Homework 2 - CIS501 Fall 2008

Instructor:	Prof. Milo Martin
Due:	Tuesday, Oct 21st (at the start of class)

Overview

In this assignment you will explore the effectiveness of caches and the impact of different cache configurations. We've used Pin, a binary instrumentation tool, to generate a trace of all data accesses (loads and stores) of a program. Your task will be use this representative trace to evaluate the impact of cache size, associativity, block size, and next-block prefetching.

To do this, you'll write a program that reads in the trace and simulates different cache configurations and prefetching schemes. You're welcome to write the program in whatever language you like; although we are going to ask for a printout of your source code, to end result of this assignment are the experimental results (and not the program source code).

Trace and Trace Format

The trace we're giving you is a trace of load and store operations from an execution of the program GCC (Gnu C Compiler) from the SPECint2000 benchmark suite. Instruction cache accesses are not recorded (we're focusing on the data cache in this assignment). Each line of the trace file has two fields. Below are the first few lines of a trace file:

bfede22c    L
bfede228    S

The first field is the memory address (in hex) being read or written. The second field is the character "L" or "S" to distinguish between load and store operations. You may assume that no memory operations cross cache blocks.
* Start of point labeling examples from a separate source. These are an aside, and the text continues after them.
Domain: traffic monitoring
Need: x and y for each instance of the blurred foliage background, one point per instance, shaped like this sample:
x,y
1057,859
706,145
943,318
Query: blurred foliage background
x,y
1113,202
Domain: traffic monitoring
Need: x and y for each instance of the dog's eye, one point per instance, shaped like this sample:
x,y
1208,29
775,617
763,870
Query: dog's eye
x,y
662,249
The trace is available as an 81MB gzip compressed file (memory-trace-gcc.trace.gz). If you wish to verify that the files downloaded correctly, the MD5 sum is 5036ef77c947267e5b1512080eeced68.

You can either (1) download the compressed file, uncompress it, and process the uncompressed file, or (2) process the compressed file directly. Under Linux this can be done by using zcat to pipe the uncompressed trace into a program reading from standard input. For example: zcat | your-program. Another option is to use zlib (for C/C++) or java.util.zip (for Java) to directly open and process the compressed file. Finally, you can always just use the uncompressed version of the trace.
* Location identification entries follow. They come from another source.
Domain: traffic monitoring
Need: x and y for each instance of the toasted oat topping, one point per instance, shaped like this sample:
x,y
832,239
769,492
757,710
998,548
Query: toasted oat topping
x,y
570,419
To help you debug your cache simulation code, we've provided some annotated results for the first thousand or so memory references for various cache configurations (see below). Comparing your results to these annotated outputs should help ensure your code is working properly.

Question 1 - Direct-mapped Tag/Index/Offset Calculations

As talked about in class, a cache has three primary configuration parameters:

S: Cache size (how much data the cache holds)
B: Block size (the granularity of the data)
A: Associativity (number of blocks with the same index that can be in the cache at the same time).
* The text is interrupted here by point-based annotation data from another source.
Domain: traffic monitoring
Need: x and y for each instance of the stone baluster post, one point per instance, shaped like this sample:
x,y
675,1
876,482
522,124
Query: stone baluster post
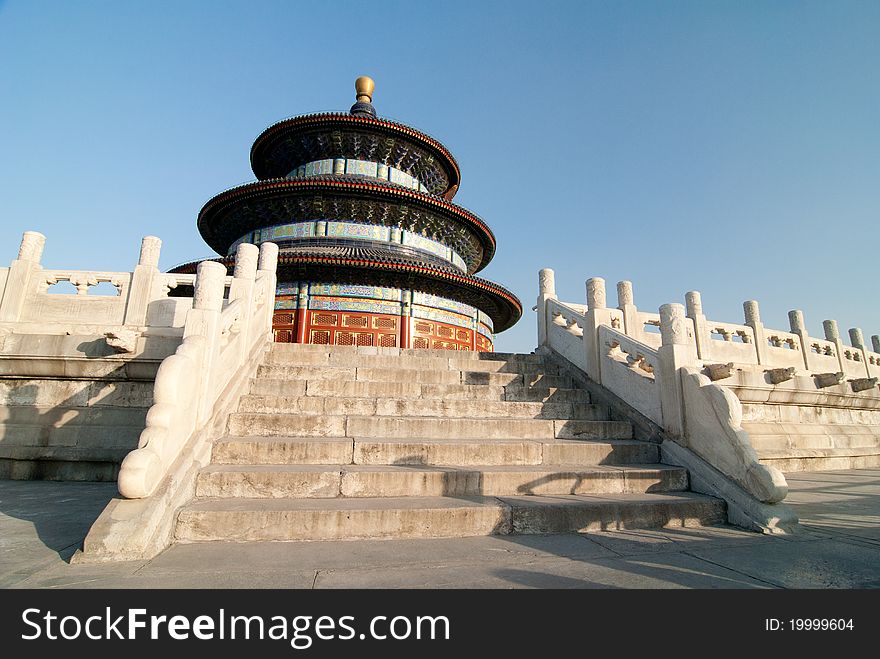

These three parameters the number of sets and ways in the cache. These parameters also specify how a memory reference address is split into its three components: block offset bits, index bits, and tag bits.

Assuming 32-bit address, calculate the following values for a direct-mapped 32KB cache with 64B blocks (that is: S=32KB, B=64B, and A=1):

The number of bits in the block offset

The number of "sets" in the cache

The number of "ways" in the cache

The number of index bits

The number of tag bits

Question 2 - Set-Associative Tag/Index/Offset Calculations

For a two-way set associative version of the cache in question 1 (that is: S=32KB, B=64B, and A=2), calculate the following values:

The number of bits in the block offset

The number of "sets" in the cache

The number of "ways" in the cache

The number of index bits

The number of tag bits

Question 3 - Generalizing the Calculations

Assuming 32-bit address, write formulas in terms of S, B, and A for calculating the following quantities. You may find using log(S), log(B), and log(A) in the formulas easier than S, B, and A directly. For this assignment, you may assume S, B, and A are all powers of 2. Write the formulas for:

The number of bits in the block offset

The number of "sets" in the cache

The number of "ways" in the cache

The number of index bits

The number of tag bits

Hint: you may find it helpful to first work out the numbers for a direct-mapped cache (that is, consider just S and B), and then extend it to set-associative caches.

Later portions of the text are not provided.